[ale] Fwd: Hard Drive Death Spiral -- AKA Recovery Software?
Ed Cashin
ecashin at noserose.net
Thu Dec 11 11:20:35 EST 2008
On Thu, Dec 11, 2008 at 10:54 AM, H P Ladds <householdwords at gmail.com> wrote:
> Hey All,
>
> I have a hard drive that appears to be dieing, and I need data
> recovery software. Any suggestions?
...
> 5. I guess what I need to do is reformat the drive without destroying
> the data on the disk, which is mostly impossible -- right?
If the hard drive is dying, then you can copy the bytes off of
it now before it dies and sort out the structure of the data later.
When I had a dying hard drive it would not allow reads from
a bunch of sectors.
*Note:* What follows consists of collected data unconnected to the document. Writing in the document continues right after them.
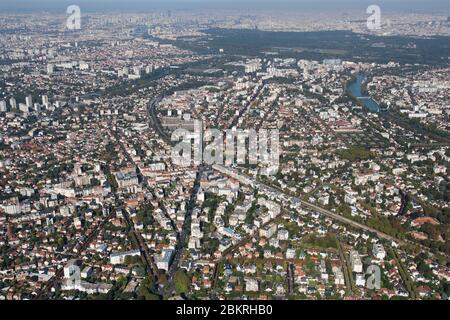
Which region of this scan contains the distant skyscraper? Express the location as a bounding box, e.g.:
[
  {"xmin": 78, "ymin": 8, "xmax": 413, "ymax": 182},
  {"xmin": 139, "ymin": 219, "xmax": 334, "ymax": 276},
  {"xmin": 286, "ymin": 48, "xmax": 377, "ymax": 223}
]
[
  {"xmin": 9, "ymin": 97, "xmax": 16, "ymax": 109},
  {"xmin": 26, "ymin": 95, "xmax": 33, "ymax": 108},
  {"xmin": 32, "ymin": 103, "xmax": 41, "ymax": 113},
  {"xmin": 47, "ymin": 64, "xmax": 54, "ymax": 75},
  {"xmin": 145, "ymin": 65, "xmax": 153, "ymax": 74},
  {"xmin": 42, "ymin": 95, "xmax": 49, "ymax": 107},
  {"xmin": 0, "ymin": 100, "xmax": 7, "ymax": 112}
]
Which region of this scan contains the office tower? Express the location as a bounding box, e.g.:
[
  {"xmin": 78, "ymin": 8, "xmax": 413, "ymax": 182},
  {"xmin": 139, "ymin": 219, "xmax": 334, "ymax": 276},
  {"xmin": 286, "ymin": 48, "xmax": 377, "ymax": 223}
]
[
  {"xmin": 0, "ymin": 100, "xmax": 7, "ymax": 112},
  {"xmin": 34, "ymin": 103, "xmax": 41, "ymax": 113},
  {"xmin": 47, "ymin": 63, "xmax": 54, "ymax": 75},
  {"xmin": 47, "ymin": 48, "xmax": 55, "ymax": 58},
  {"xmin": 10, "ymin": 97, "xmax": 17, "ymax": 109},
  {"xmin": 145, "ymin": 65, "xmax": 153, "ymax": 74},
  {"xmin": 42, "ymin": 95, "xmax": 49, "ymax": 107},
  {"xmin": 26, "ymin": 95, "xmax": 33, "ymax": 108}
]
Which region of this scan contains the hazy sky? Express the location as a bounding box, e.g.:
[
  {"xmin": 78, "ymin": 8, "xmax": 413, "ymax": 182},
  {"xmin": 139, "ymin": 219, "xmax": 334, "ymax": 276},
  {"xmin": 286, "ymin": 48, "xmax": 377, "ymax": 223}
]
[{"xmin": 0, "ymin": 0, "xmax": 449, "ymax": 13}]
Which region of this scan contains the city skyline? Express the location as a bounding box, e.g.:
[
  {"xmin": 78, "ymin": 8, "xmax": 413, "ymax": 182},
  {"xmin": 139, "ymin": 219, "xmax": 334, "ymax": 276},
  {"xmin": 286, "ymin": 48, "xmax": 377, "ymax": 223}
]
[{"xmin": 1, "ymin": 0, "xmax": 450, "ymax": 13}]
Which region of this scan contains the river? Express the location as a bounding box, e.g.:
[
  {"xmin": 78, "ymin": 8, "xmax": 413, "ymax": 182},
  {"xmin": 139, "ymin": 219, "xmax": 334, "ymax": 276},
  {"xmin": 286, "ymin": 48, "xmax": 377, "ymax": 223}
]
[{"xmin": 347, "ymin": 74, "xmax": 380, "ymax": 113}]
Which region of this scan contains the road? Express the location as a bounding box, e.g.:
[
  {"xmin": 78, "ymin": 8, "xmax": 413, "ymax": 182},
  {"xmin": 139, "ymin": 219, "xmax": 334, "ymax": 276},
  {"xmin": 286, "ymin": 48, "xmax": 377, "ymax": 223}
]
[
  {"xmin": 144, "ymin": 93, "xmax": 205, "ymax": 297},
  {"xmin": 147, "ymin": 95, "xmax": 173, "ymax": 146},
  {"xmin": 111, "ymin": 128, "xmax": 164, "ymax": 288},
  {"xmin": 162, "ymin": 166, "xmax": 204, "ymax": 296},
  {"xmin": 144, "ymin": 81, "xmax": 265, "ymax": 297},
  {"xmin": 213, "ymin": 164, "xmax": 407, "ymax": 246},
  {"xmin": 122, "ymin": 208, "xmax": 159, "ymax": 283}
]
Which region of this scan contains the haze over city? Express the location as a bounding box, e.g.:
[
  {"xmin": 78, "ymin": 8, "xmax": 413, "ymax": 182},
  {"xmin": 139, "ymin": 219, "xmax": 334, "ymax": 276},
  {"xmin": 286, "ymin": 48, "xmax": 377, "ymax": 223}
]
[{"xmin": 1, "ymin": 0, "xmax": 450, "ymax": 12}]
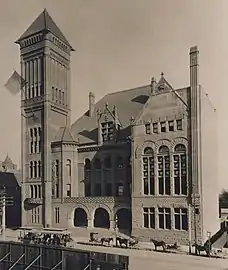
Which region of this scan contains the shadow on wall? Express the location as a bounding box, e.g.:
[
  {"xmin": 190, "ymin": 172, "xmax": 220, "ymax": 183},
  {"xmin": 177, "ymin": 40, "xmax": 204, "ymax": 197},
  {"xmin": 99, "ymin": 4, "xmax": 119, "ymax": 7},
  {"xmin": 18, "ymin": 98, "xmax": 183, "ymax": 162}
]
[{"xmin": 0, "ymin": 171, "xmax": 21, "ymax": 228}]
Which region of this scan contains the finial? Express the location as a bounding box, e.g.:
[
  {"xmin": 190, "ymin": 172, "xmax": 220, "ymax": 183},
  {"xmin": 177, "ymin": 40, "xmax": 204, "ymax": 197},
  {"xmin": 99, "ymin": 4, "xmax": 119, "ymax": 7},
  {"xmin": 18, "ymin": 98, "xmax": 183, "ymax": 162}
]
[
  {"xmin": 151, "ymin": 77, "xmax": 156, "ymax": 84},
  {"xmin": 161, "ymin": 72, "xmax": 164, "ymax": 77},
  {"xmin": 151, "ymin": 77, "xmax": 156, "ymax": 94}
]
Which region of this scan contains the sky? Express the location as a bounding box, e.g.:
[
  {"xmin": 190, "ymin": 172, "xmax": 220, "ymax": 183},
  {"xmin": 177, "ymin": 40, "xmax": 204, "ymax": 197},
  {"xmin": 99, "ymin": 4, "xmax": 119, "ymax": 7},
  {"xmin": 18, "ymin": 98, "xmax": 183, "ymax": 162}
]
[{"xmin": 0, "ymin": 0, "xmax": 227, "ymax": 191}]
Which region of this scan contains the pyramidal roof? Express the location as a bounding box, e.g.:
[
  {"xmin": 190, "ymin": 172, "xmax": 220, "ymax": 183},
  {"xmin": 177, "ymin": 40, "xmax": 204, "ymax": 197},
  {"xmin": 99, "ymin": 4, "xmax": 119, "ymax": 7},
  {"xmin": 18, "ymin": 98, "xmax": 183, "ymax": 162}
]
[
  {"xmin": 54, "ymin": 126, "xmax": 78, "ymax": 144},
  {"xmin": 16, "ymin": 9, "xmax": 73, "ymax": 49}
]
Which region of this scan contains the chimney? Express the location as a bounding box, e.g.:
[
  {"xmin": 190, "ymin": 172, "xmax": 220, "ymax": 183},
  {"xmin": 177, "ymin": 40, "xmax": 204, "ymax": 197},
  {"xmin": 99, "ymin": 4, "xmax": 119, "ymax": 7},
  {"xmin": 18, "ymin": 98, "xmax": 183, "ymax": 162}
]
[
  {"xmin": 88, "ymin": 92, "xmax": 95, "ymax": 117},
  {"xmin": 189, "ymin": 45, "xmax": 200, "ymax": 195},
  {"xmin": 151, "ymin": 77, "xmax": 156, "ymax": 94}
]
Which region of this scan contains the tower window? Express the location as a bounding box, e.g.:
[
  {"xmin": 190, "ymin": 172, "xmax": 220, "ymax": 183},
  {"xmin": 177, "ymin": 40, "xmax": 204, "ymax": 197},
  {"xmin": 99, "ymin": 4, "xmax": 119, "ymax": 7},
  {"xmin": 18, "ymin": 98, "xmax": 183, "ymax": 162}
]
[
  {"xmin": 160, "ymin": 122, "xmax": 166, "ymax": 132},
  {"xmin": 101, "ymin": 121, "xmax": 114, "ymax": 142},
  {"xmin": 153, "ymin": 123, "xmax": 158, "ymax": 133},
  {"xmin": 168, "ymin": 120, "xmax": 174, "ymax": 131},
  {"xmin": 59, "ymin": 89, "xmax": 62, "ymax": 104},
  {"xmin": 145, "ymin": 123, "xmax": 151, "ymax": 134},
  {"xmin": 176, "ymin": 119, "xmax": 183, "ymax": 130}
]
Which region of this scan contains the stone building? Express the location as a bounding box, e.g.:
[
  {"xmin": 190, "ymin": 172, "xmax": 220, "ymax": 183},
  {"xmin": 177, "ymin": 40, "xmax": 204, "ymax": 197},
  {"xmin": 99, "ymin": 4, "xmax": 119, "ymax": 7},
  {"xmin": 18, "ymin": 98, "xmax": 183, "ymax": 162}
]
[
  {"xmin": 17, "ymin": 9, "xmax": 219, "ymax": 244},
  {"xmin": 0, "ymin": 155, "xmax": 21, "ymax": 228}
]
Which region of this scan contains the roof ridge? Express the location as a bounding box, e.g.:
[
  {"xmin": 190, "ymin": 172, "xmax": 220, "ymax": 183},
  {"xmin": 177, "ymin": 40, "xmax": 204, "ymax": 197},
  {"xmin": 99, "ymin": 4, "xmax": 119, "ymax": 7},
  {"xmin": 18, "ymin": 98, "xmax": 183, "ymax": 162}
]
[{"xmin": 106, "ymin": 84, "xmax": 150, "ymax": 96}]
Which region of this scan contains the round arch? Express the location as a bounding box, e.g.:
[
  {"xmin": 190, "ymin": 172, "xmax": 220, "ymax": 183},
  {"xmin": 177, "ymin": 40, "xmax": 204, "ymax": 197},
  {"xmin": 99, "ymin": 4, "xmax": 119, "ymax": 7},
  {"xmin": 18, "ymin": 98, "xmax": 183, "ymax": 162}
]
[
  {"xmin": 94, "ymin": 207, "xmax": 110, "ymax": 229},
  {"xmin": 115, "ymin": 208, "xmax": 132, "ymax": 234},
  {"xmin": 74, "ymin": 207, "xmax": 88, "ymax": 227},
  {"xmin": 155, "ymin": 139, "xmax": 171, "ymax": 154},
  {"xmin": 135, "ymin": 140, "xmax": 155, "ymax": 159}
]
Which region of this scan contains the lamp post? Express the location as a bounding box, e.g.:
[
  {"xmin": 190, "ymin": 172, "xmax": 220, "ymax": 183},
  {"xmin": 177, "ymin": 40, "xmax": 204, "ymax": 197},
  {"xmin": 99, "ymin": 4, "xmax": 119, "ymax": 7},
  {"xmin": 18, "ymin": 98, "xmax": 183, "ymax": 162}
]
[{"xmin": 0, "ymin": 185, "xmax": 14, "ymax": 241}]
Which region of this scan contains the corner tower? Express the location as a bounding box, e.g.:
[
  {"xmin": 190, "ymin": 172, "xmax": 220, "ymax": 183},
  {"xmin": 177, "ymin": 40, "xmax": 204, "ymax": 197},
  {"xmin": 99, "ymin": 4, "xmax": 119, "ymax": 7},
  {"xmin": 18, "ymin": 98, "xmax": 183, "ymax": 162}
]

I read its contents to files in 100 MB chunks.
For each chunk where there was an error, I read 1 MB chunks,
for each 1 MB chunk where an error occurred, I read 8 KB chunks.
At that point I decided to stop, because the read errors took a
while to manifest, and the recovery was getting slow.
Because each of the chunk files was named by its offset into
the disk, I could then seek in a sparse file and write the data
to the correct position (being careful not to truncate the sparse
file).
The whole process took a whole weekend, but it is the most
conservative way I can imagine to recover data from a dying
drive. If you aren't having read errors, all of the 100 MB files
would read successfully, and you'd be able to just cat them
together without any sparse file shenanigans.